François Gabart and his crew were clearly in a hurry to see New York! In fact, it was a little ahead of schedule that the six “MACIF boys” took victory in The Bridge 2017 beneath Verrazzano Bridge on Monday at 13h31’20 local time, after 8 days 31 minutes and 20 seconds. Contacted just before tying his 30-metre trimaran to the dock in Manhattan, the skipper expressed his delight at being able to add another line to his track record with Macif.
How was the finish in New York for you?
François Gabart: “It was like last year’s; I can safely say that I know the routine now! However, each time, it slaps you in the face somehow as it’s so beautiful and awesome. I had an extraordinary time with my team. This finish at the foot of Manhattan is a real pleasure. It’s a beautiful image, which will remain etched on my memory for many years to come.”
Can you tell us how it feels to win a third transatlantic race in three years on the trimaran MACIF?
FG: “It’s a really proud moment coloured by a lot of happiness. We put this project together without necessarily expecting all this and we’ve managed to achieve some great things, whether it be in solo format or in crewed configuration; we’re delighted. There’s a sense of pride that I share with my whole team, as much in the preparation as the realisation of the race. I thoroughly enjoyed this race. Despite a less than simple course, despite lots of upwind sailing, there were some thrilling times; the minute you put a bit of pressure on the helm, you power up at some extraordinary speeds.”
How much did the boat play a part in this success?
FG: “You can’t single out the boat from the crew, partly because the boat was made by part of the crew (Antoine Gautier and Guillaume Combescure worked on the design and construction), and partly because in racing, we are one and the same. You need a symbiosis between the boat and the crew. We have a fantastic boat, we also have a great crew, and all that gelled together. On top of that, in reference to the trimaran MACIF, I’m delighted with her performance. It’s the first time we’ve sailed against IDEC Sport and it’s been a year since we sailed against Sodebo, so it’s always interesting to see where you’re at in relation to one another. The boat’s performance upwind is very good. At times, we were almost taken by surprise at going so fast!

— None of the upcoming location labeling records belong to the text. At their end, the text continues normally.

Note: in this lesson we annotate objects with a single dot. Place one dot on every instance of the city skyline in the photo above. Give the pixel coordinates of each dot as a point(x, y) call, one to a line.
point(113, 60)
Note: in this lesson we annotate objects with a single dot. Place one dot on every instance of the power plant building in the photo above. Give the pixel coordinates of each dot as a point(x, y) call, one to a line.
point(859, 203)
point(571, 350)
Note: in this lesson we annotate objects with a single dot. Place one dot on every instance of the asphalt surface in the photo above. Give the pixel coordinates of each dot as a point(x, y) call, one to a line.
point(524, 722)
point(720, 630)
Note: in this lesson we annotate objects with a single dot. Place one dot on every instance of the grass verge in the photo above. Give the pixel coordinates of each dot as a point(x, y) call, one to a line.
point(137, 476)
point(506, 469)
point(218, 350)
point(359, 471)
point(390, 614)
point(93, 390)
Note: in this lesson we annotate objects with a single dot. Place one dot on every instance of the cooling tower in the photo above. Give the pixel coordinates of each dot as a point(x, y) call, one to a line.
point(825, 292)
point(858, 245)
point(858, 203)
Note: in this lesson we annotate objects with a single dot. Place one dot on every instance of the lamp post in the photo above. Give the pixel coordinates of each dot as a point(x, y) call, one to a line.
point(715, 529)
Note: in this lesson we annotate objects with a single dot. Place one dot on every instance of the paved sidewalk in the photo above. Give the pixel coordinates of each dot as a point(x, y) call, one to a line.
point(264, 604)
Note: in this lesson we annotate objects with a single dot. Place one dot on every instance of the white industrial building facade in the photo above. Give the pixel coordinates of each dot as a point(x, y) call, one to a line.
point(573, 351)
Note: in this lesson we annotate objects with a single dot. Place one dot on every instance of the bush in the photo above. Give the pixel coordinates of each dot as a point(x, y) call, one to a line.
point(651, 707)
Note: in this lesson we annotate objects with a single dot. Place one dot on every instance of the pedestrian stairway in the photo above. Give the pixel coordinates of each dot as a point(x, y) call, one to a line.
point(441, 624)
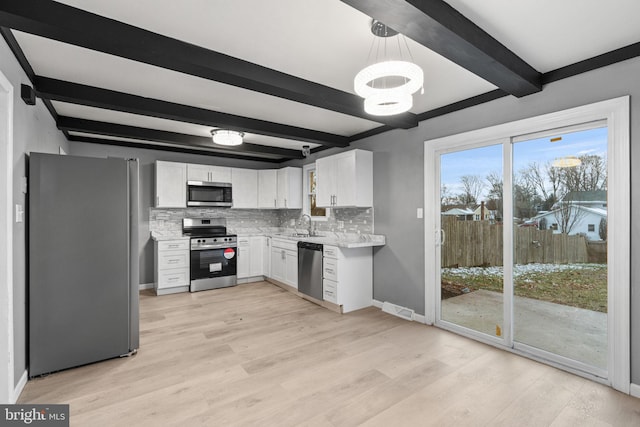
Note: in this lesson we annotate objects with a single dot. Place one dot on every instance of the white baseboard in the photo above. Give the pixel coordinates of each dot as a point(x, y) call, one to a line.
point(420, 318)
point(17, 391)
point(143, 286)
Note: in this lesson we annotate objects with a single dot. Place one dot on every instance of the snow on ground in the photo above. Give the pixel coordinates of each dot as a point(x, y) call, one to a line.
point(519, 270)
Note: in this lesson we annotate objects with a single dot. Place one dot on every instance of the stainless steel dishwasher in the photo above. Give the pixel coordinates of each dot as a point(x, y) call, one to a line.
point(310, 269)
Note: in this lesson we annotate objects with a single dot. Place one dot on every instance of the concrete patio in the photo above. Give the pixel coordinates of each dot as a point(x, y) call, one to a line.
point(571, 332)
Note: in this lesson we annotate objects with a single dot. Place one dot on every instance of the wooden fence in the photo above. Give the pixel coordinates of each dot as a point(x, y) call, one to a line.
point(479, 243)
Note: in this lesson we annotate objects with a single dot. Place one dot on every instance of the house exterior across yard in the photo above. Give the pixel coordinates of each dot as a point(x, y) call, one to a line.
point(579, 212)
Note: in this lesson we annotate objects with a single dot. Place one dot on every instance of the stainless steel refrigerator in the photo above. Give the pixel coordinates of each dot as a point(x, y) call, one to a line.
point(83, 260)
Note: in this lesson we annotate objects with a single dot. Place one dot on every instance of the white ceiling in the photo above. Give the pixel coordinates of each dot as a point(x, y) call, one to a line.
point(324, 41)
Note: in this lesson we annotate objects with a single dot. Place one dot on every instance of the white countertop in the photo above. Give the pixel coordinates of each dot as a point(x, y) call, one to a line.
point(342, 240)
point(158, 236)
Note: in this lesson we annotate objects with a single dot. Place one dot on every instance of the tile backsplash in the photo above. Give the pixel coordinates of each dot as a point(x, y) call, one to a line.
point(343, 220)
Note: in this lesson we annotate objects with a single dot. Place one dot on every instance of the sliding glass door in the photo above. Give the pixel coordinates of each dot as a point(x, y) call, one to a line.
point(471, 285)
point(522, 249)
point(559, 187)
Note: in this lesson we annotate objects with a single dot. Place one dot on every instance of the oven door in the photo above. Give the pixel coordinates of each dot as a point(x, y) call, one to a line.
point(212, 263)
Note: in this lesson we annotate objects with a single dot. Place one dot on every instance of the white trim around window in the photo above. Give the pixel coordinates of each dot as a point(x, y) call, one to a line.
point(616, 114)
point(7, 379)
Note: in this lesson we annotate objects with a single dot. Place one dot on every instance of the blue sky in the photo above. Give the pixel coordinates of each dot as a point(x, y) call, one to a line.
point(482, 161)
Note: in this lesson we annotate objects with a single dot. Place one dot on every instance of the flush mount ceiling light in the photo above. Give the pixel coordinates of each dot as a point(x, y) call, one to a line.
point(387, 86)
point(566, 162)
point(227, 137)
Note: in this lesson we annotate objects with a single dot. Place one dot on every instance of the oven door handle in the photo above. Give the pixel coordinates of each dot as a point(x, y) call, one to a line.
point(212, 248)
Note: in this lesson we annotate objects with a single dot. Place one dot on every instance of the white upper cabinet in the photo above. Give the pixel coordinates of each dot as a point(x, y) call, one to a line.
point(289, 188)
point(244, 185)
point(208, 173)
point(325, 181)
point(345, 180)
point(268, 189)
point(171, 185)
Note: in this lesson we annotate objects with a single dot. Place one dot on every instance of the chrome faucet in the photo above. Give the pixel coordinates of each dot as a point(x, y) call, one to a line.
point(310, 228)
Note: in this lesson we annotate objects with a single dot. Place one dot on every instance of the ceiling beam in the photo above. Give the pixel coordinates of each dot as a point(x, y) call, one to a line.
point(67, 24)
point(162, 147)
point(58, 90)
point(444, 30)
point(166, 137)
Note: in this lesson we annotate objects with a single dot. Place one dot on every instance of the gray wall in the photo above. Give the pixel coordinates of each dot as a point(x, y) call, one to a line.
point(399, 172)
point(33, 130)
point(147, 159)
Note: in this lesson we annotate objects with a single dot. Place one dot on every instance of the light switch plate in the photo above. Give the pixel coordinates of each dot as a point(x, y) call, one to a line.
point(19, 213)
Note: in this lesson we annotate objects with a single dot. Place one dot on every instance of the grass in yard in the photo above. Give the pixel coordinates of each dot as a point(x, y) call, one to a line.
point(574, 285)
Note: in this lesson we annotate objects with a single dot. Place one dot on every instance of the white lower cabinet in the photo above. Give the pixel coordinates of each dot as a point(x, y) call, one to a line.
point(284, 262)
point(347, 277)
point(266, 256)
point(251, 258)
point(172, 266)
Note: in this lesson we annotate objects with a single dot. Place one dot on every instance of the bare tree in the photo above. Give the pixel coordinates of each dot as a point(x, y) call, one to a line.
point(590, 175)
point(472, 186)
point(446, 198)
point(602, 229)
point(568, 214)
point(536, 178)
point(495, 195)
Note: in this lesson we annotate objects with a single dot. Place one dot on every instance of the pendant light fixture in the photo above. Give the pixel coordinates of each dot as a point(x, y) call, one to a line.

That proves that all the work carried out on the appendages, the aerodynamics, the foils and the boat’s capability in flight mode, have borne fruit.”
The objective of The Bridge was also to prepare for your solo round the world record attempt at the end of the year. Have you learned a lot with this in mind?
FG: “Yes, of course. Listening to the boat from the chart table and to feel her power up, enabled me to realise that I still had some room for manoeuvre: if I manage to grind a little faster, that can only be a good thing. The boat still has some fire in her belly and that gives me some food for thought on what direction to take. I saw that there were things I don’t yet know how to do singlehanded, but I am capable of getting a little closer to my goal. The record can be beaten, even if that’s not the only parameter that comes into play. Aside from that, I didn’t have the conditions of a round the world so I’ll have to get back out on the water and do some downwind sailing.”